Looking back upriver from the high water sign.
Sanderson Bridge site
We continued on continuing to watch for additional wildlife and types of flowers.
Just over half a mile from the bridge site we came to a fork and a pointer for Rainie Falls. While we were aware that there was little to no view of the falls down this path we followed it down a tenth of a mile to the river.
The only water we could make out on the far side of the river.
While there was no view of Rainie Falls we did spot a few colorful birds along the bank.
Sandy beach along the Rogue River.
After watching the birds for a bit we hiked back up to the Rogue River Trail and continued on reaching China Gulch in another half mile.
Approaching China Gulch
From China Gulch it was approximately 1.2-miles to Whiskey Creek and the side trail to the cabin.
This manzanita was particularly striking in person.
Rafts at Whiskey Camp.
Footbridge over Whiskey Creek
Sign at the spur trail to the cabin.
We turned up the spur trail and followed it uphill for 500′ to the cabin.
The initial cabin was built sometime around 1880 and improved/expanded over time to include a solar heated shower and insulated pantry. The cabin was lived in until the Bureau of Land Management purchased the deed in 1973.

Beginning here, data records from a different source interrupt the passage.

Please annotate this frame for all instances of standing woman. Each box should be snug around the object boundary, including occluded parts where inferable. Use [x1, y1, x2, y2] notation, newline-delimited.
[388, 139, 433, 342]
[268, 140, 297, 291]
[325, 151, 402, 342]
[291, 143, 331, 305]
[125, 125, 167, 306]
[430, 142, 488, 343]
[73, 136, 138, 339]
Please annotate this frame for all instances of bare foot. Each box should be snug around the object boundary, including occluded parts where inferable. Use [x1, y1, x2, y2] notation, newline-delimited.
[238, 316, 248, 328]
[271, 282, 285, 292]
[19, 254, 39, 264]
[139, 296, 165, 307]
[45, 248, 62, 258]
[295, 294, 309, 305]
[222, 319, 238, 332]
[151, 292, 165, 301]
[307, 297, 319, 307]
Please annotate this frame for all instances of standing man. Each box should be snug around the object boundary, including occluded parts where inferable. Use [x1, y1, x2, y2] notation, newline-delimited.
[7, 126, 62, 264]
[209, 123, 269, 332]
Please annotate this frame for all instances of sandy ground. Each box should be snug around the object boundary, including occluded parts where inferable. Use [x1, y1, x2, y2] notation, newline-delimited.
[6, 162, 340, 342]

After exploring the cabin and surrounding structures we decided to continue on the Rogue River Trail a bit further. We were trying to avoid getting to our accommodations in Grants Pass before check-in at 3pm so we decided to continue for another 15 to 20 minutes before heading back. We wound up hiking an additional 0.4-miles to Big Slide Camp.
Del Norte irises
Big Slide Camp to the left.
Outhouse at Big Slide Camp.
Snow on a ridge above the Rogue River Valley. (This was a sign of issues for us later in the week.)

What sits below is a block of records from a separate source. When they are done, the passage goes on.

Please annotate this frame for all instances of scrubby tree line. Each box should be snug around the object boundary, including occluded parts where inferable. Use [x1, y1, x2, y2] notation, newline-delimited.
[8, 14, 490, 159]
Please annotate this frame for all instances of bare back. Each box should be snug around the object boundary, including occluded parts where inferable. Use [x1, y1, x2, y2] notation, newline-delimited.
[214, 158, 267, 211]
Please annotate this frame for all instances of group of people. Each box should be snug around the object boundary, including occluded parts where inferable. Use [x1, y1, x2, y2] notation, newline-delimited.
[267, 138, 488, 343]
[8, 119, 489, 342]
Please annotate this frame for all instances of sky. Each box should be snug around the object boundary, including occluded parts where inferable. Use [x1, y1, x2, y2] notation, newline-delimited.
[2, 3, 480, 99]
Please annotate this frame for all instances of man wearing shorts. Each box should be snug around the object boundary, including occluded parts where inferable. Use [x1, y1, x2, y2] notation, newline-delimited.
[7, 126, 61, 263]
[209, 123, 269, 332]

We lingered a bit at the camp before heading back. As always, we kept our eyes open for anything we might have missed on our first pass.
Redwood sorrel along Whiskey Creek.
Passing the high water mark.
Arriving back at the trailhead.
Our hike here ended up being 8.7-miles with 450′ of cumulative elevation gain.
Aside from the rafters at Whiskey Creek Camp the only other people we saw were a pair of backpackers on their way out and a group of 15 on their way in. While we didn’t see any rattlesnakes (it was nice and cool out) we did pick up a couple of ticks along the way which we brushed off when spotted. Poison oak was present but easily avoidable.
We arrived at the Riverside Cabins in Grants Pass a little after 3pm. The six rentals were recently constructed and ours wound up being an excellent base of operations for the rest of the week.
It was a good start to our vacation, and we were looking forward to more great hikes in the days to come. Happy Trails!